Repositories in error state because of connection errors to GitHub.com

Hi, We have been experiencing an issue with Continua from some time ago. Sometimes the repository error log is filled with errors trying to communicate with GitHub.com. However we don’t have any problems connecting to GitHub in our machines which are in the same network and when we try to replicate the connection errors from the Build Machine we can’t reproduce them manually.

http://d.pr/i/55cd

These issues seem to put the repositories in an “error state” (out theory) and if we don’t clear the error log manually, the builds doesn’t get triggered when a new commit is made, etc.

How can we correct this issue? or it is really a problem with our internet connection? (We have tried a lot of things to try to improve the performance of the network connection in the build machine)

Thanks in advance

There are a lot of things that can cause this type of problem. Bad NIC on your build server, bad network hardware, failures on the github side, IPS and others.

Couple of suggestion:

Clone the repository to a local machine and point your build server to that.
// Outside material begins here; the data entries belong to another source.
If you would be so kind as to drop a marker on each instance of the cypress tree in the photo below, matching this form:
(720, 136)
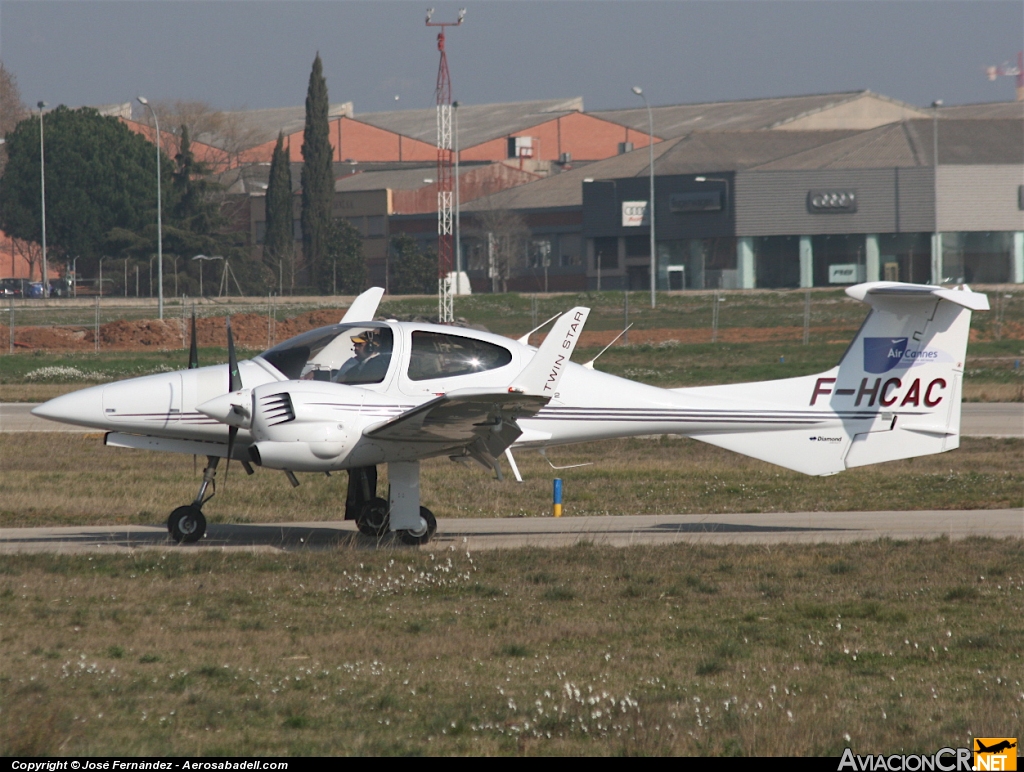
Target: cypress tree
(317, 175)
(278, 241)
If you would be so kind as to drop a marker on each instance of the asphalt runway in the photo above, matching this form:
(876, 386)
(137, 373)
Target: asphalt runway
(977, 420)
(492, 533)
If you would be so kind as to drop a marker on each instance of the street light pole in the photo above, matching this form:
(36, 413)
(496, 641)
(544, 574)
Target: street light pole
(650, 148)
(160, 216)
(42, 187)
(936, 236)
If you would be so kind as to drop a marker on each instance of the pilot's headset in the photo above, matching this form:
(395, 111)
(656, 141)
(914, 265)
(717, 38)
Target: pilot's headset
(371, 339)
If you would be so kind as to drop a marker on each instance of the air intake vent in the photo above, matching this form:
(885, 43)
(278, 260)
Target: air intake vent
(278, 409)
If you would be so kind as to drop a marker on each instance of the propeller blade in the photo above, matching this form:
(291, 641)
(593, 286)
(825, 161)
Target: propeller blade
(232, 432)
(233, 384)
(193, 350)
(235, 378)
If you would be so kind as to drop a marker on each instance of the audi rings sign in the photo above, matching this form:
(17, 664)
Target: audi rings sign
(832, 202)
(634, 213)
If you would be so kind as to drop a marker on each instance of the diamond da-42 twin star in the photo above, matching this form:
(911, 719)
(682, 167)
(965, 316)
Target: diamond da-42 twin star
(360, 393)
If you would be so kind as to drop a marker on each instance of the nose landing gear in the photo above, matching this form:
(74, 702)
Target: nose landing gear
(187, 524)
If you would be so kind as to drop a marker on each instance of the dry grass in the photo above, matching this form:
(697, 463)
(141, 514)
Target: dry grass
(884, 646)
(37, 392)
(993, 392)
(73, 479)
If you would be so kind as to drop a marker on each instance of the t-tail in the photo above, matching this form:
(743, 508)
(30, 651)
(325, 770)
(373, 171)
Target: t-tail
(895, 394)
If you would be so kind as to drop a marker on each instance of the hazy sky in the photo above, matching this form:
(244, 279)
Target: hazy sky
(244, 53)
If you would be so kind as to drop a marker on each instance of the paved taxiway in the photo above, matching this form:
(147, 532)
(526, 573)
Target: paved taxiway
(977, 420)
(488, 533)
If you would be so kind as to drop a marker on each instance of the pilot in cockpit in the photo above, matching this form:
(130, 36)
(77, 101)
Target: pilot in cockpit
(372, 355)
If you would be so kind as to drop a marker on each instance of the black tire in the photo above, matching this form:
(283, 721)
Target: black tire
(187, 524)
(424, 534)
(374, 518)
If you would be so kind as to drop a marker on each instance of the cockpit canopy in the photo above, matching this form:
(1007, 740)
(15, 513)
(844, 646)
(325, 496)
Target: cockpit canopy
(342, 353)
(360, 353)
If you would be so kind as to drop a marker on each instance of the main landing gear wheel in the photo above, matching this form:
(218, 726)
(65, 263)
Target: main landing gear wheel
(426, 531)
(373, 519)
(186, 524)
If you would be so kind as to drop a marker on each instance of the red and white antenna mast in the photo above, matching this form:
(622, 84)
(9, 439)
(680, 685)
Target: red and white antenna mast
(1006, 69)
(445, 176)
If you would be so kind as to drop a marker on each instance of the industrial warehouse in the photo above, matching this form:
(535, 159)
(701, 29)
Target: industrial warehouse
(795, 191)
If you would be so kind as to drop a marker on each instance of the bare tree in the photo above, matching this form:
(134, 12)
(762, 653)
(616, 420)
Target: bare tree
(32, 253)
(12, 111)
(237, 134)
(506, 241)
(203, 121)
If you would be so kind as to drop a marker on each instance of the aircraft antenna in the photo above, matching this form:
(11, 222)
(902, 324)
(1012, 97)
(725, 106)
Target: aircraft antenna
(445, 176)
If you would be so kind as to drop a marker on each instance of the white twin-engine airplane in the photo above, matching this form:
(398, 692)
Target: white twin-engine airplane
(361, 393)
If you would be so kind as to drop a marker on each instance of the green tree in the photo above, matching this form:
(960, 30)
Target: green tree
(11, 109)
(279, 242)
(100, 176)
(317, 175)
(413, 272)
(343, 268)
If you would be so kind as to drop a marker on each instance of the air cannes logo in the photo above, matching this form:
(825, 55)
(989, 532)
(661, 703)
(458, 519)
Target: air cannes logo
(882, 354)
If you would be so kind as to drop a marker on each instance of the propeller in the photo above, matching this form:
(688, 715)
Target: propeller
(193, 350)
(233, 384)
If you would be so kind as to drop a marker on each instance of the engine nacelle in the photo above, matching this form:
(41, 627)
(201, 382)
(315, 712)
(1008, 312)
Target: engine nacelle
(306, 426)
(300, 457)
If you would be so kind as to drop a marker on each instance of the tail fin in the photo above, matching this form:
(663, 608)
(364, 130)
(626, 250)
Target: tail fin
(907, 363)
(895, 394)
(542, 374)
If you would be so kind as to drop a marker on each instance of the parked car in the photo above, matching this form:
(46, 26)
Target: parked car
(14, 288)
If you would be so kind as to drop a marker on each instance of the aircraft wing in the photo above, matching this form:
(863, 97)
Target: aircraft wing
(482, 422)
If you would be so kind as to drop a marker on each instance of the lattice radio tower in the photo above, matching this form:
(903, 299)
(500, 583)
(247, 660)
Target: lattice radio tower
(1007, 69)
(445, 176)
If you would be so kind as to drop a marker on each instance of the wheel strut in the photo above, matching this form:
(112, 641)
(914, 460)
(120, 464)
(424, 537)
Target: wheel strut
(187, 524)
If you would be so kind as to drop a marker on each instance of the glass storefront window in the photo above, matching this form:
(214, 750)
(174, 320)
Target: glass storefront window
(777, 261)
(569, 250)
(697, 264)
(606, 253)
(905, 257)
(838, 250)
(977, 257)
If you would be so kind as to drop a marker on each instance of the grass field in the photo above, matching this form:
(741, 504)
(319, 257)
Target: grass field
(993, 366)
(885, 647)
(73, 479)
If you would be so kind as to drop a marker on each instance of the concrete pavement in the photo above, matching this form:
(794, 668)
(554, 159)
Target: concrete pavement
(489, 533)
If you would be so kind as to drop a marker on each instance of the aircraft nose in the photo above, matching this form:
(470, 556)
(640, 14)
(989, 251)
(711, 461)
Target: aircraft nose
(83, 408)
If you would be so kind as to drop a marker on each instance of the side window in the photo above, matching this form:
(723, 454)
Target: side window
(440, 355)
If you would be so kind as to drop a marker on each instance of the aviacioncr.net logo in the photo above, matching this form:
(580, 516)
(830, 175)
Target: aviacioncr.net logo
(994, 754)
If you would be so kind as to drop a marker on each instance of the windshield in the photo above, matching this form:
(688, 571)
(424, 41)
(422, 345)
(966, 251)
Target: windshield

It’s not likely the right way to go for production, however if that works fine it might be safe to say it’s a problem with the connection between your build server and GitHub.
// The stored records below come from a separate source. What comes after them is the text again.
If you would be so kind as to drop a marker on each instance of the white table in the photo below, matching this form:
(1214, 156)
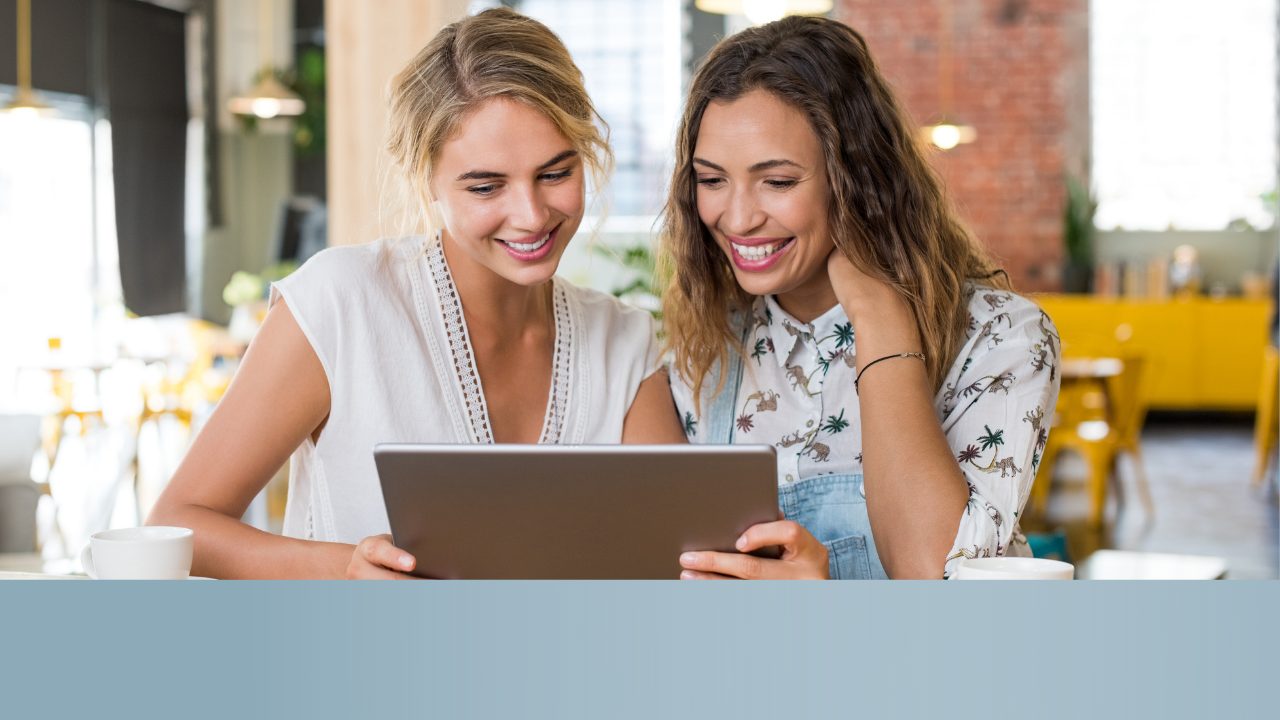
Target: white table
(1128, 565)
(39, 577)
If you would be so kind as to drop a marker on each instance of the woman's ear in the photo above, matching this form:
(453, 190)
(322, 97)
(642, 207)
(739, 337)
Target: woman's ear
(435, 213)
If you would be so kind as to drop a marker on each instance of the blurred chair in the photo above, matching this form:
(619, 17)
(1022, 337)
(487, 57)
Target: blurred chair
(1100, 442)
(1266, 425)
(19, 441)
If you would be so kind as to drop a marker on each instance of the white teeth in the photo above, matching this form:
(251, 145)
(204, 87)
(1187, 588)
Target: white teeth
(530, 246)
(757, 251)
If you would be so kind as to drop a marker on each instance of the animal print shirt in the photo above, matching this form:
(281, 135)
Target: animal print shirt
(995, 406)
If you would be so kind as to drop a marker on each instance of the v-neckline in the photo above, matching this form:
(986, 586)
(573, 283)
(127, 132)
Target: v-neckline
(462, 355)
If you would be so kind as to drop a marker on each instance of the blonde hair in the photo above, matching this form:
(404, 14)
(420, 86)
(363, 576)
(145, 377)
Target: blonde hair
(497, 53)
(888, 210)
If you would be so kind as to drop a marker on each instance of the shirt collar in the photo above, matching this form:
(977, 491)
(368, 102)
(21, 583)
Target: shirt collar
(786, 332)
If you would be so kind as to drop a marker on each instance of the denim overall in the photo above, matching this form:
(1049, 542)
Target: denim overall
(832, 507)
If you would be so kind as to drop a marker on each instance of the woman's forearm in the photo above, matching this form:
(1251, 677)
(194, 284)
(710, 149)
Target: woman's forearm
(915, 492)
(229, 548)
Install wireshark on the build server (or use some means of capturing packets). Setup the capture filter to filter on the git port being used and start capturing packets to a file. Leave that running until the problem occurs. Then comes the harder part, finding someone to review the captures. Hopefully you have network folks that can do that, it may not pinpoint the problem however it should help narrow down the search.

How many developers do you have hitting GitHub from your location? If there are a lot, and all using a shared IP address… it could look like an attack on their network and may cause prevention measures to kick in and start dropping connections.

Hi Luis,

Github has had a several problems with DDOS attacks recently, although nothing is in the status history for the date of your error messages. It is possible that these time outs are due to preventative measures put in place to mitigate the DDOS attacks.
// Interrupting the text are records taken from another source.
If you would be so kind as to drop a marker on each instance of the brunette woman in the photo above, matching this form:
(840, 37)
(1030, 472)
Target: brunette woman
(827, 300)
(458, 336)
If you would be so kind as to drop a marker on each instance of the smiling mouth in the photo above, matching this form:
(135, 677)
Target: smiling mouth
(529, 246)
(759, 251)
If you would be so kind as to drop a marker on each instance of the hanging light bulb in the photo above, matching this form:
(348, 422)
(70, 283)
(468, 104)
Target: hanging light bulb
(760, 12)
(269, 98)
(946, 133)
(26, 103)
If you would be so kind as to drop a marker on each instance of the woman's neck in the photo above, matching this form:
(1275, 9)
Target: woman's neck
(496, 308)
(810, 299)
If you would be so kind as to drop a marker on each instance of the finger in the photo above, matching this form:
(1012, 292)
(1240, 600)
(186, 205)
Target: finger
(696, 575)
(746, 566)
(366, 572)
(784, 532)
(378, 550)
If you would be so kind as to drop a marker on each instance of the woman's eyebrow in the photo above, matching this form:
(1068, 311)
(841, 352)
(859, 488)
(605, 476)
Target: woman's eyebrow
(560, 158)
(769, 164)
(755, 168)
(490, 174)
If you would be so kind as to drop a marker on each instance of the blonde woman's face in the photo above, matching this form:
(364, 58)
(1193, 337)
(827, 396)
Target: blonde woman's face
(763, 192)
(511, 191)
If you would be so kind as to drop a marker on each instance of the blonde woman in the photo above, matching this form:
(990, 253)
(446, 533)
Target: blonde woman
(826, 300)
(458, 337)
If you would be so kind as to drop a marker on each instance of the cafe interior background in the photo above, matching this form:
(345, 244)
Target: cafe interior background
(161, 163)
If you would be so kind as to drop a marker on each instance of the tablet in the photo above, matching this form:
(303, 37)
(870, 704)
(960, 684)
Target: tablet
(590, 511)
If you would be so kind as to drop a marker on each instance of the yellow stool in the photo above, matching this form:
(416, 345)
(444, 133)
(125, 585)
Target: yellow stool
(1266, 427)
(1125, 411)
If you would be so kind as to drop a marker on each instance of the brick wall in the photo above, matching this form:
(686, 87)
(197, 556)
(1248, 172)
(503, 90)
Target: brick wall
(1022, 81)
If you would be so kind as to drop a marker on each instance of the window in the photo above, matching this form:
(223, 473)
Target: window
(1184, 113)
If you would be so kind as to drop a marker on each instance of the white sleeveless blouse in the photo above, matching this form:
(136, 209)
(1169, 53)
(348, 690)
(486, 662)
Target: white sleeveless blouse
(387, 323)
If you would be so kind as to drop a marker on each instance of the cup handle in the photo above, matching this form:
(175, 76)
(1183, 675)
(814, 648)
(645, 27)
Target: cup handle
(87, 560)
In addition to the useful suggestions by b.walker, another thing to check is the number of Git processes which are running concurrently in the task manager. If you have a lot of GitHub repositories, it may be worth limiting the number of concurrent repository checkers. There is a Server property named Server.RepoMonitor.MaxCheckers  for this purpose (see Administration -> Properties). This is set to 5 by default. Try decreasing this number to see if this has an effect on the number of time out errors. Note however that this may also cause builds to take longer waiting for other repositories to finish checking before checking for new changesets.

The repository should resolve an error state automatically once the connection is restored. It attempts to do this every 2 minutes, or every 30 seconds if a build is waiting for this repository. If this is not happening, we would be interested in seeing a debug log.